But to be a smidge more serious, I think it is a question worthy of honest thought. We want to remain healthy first and foremost. And I feel that entails maintaining a fit figure with toned muscles. We have to stay active to do that. That doesn't mean buying a gym membership. It means having an active lifestyle that keeps us off our duffs more than on them. Then, theoretically, our bodies shouldn't soften to any great degree as they age.
We can literally make ourselves physically sick worrying about our appearance. On the other hand, I don't want to "give up" and say I'm getting saggy and baggy because I'm sixty-six years old, and what do I expect, for heaven's sake. I want to stay healthy and let's face it, I still enjoy appreciative glances now and then.

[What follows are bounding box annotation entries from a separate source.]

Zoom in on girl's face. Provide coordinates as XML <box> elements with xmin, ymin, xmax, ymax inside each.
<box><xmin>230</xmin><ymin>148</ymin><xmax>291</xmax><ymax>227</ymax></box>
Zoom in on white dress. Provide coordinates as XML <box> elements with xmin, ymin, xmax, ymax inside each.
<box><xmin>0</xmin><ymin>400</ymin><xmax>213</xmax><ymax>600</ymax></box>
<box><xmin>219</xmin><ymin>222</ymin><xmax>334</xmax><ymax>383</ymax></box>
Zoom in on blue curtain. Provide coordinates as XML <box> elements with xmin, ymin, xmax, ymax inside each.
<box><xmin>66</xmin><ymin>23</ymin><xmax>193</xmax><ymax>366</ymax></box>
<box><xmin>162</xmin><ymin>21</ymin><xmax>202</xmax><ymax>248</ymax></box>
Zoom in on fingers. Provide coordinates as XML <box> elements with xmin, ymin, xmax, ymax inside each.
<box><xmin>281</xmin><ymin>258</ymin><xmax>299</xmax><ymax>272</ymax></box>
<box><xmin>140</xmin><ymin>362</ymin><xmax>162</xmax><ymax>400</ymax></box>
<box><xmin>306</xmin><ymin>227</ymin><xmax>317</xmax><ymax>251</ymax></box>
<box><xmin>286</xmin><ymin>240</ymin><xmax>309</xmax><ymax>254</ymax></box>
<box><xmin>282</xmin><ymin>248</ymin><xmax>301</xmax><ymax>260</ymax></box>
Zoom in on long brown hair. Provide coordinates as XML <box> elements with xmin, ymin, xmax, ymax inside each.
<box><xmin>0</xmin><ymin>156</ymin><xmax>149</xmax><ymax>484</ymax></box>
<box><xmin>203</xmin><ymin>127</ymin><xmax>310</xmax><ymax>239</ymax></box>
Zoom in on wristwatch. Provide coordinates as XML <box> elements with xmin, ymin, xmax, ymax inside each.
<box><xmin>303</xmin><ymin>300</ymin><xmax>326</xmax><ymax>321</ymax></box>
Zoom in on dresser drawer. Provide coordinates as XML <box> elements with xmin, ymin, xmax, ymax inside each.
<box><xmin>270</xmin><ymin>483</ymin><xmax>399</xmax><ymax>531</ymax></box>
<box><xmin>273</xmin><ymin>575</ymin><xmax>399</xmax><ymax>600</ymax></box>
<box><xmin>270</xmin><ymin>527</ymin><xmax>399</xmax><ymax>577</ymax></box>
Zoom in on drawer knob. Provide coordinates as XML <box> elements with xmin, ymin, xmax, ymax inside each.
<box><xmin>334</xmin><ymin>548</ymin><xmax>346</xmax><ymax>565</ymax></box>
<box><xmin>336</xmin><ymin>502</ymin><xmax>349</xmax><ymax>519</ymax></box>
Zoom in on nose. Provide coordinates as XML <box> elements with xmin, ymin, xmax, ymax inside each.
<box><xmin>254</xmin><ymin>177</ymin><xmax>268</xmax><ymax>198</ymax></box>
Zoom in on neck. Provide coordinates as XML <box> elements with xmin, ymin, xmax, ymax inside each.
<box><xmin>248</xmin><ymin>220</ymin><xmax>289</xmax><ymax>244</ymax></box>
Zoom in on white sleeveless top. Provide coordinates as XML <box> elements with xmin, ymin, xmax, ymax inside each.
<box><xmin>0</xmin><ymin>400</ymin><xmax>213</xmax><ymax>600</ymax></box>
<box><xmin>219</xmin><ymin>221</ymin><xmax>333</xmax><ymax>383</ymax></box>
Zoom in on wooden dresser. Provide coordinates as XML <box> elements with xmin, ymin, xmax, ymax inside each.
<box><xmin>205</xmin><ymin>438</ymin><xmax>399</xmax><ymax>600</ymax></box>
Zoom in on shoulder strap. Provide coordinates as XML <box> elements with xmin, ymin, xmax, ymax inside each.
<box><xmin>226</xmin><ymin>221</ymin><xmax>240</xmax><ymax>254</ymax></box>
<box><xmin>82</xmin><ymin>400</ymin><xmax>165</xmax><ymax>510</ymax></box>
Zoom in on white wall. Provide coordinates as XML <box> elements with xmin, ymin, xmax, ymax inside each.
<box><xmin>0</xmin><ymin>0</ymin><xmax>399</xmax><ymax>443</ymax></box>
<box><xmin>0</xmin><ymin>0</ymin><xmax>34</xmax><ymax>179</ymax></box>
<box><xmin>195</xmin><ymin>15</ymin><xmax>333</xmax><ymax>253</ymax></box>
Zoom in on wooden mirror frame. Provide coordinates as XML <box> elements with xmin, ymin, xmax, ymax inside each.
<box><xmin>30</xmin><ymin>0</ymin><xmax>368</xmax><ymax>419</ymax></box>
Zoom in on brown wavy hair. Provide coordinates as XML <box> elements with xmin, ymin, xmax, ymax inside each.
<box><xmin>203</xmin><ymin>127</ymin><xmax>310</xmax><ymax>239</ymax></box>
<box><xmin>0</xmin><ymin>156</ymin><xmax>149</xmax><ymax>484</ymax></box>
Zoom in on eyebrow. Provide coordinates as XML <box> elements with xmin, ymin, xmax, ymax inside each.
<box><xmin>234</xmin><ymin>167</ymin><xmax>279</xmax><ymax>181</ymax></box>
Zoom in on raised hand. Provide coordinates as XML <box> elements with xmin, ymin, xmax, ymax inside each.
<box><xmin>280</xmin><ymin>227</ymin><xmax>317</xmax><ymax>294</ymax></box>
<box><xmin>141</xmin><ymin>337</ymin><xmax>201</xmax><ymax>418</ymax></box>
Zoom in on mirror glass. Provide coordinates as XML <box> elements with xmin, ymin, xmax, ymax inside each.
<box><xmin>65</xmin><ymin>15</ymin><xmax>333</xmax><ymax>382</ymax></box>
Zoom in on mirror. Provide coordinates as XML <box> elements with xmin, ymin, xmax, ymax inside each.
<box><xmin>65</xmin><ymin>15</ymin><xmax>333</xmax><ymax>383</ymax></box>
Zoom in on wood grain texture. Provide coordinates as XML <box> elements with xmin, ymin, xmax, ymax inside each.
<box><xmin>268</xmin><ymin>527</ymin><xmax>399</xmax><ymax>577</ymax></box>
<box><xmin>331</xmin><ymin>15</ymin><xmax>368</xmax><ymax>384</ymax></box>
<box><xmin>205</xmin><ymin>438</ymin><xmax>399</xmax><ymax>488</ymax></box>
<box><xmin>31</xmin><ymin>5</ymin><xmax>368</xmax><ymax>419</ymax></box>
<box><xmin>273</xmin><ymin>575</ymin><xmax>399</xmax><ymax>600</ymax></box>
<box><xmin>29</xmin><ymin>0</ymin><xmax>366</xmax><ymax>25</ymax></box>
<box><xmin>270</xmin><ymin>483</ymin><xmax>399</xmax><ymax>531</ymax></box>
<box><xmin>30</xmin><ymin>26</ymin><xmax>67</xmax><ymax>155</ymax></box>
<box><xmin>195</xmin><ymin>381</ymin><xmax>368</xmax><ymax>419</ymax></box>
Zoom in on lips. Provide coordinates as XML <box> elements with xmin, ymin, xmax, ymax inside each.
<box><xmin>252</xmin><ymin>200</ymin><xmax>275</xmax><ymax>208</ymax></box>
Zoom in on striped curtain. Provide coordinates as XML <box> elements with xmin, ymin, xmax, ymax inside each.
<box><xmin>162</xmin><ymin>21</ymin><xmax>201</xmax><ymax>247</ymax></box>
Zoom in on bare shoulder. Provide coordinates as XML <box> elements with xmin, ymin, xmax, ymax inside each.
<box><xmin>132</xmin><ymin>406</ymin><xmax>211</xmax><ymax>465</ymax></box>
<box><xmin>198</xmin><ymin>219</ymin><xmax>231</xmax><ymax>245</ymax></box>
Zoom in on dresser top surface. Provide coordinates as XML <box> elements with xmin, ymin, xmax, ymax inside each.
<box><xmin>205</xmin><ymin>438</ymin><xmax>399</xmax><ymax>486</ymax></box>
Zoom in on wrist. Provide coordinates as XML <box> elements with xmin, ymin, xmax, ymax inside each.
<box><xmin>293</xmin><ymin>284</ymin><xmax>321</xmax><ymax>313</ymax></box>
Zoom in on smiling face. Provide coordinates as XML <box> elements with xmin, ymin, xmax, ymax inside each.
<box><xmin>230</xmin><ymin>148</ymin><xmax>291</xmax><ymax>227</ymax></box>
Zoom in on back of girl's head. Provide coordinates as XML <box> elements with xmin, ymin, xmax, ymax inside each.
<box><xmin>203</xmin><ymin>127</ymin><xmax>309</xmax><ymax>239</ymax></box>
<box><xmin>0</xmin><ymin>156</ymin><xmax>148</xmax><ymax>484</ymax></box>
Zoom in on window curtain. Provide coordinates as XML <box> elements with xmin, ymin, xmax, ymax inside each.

At any age we need to be consicientious about what we eat . . . and how much. I sure can't consume the calories I used to (even though I still live an active life) and keep my weight where I want it to be. The cookie-dough arms and dimpled thighs are chasing me.
Regardless of what the years cause us to look like, each of us will look better if we're not overweight, not out-of-shape, and are happy. I firmly believe our outlook, attitude and emotional well-being play a BIG part in our physical appearance. A twinkle in the eye makes a wrinkly neck less noticeable.
So, yes, I'll fight against the softening of the aging body by doing my best to stay active with natural exercise, eating nutritiously without over-indulging and structuring my emotional life so that it gives me enough pleasure and feel-goods that wrinkles and jiggles aren't gonna rule my day.
I got kinda carried away, didn't I?
First of all, you are not aging. Enjoy your thirties, for crying out loud! I am on the cusp of middle age, not you. You are still a young adult.
And secondly, while it is admittedly strange to see my body shifting and looking like I remember my mother's body when she was my age, I think it's easier to accept than to fight. I'm not going to encourage it, you know, but if it happens, it happens.
Nothing eloquent here. It is what it is.
And if you want to see soft flesh, you can come on over to my house.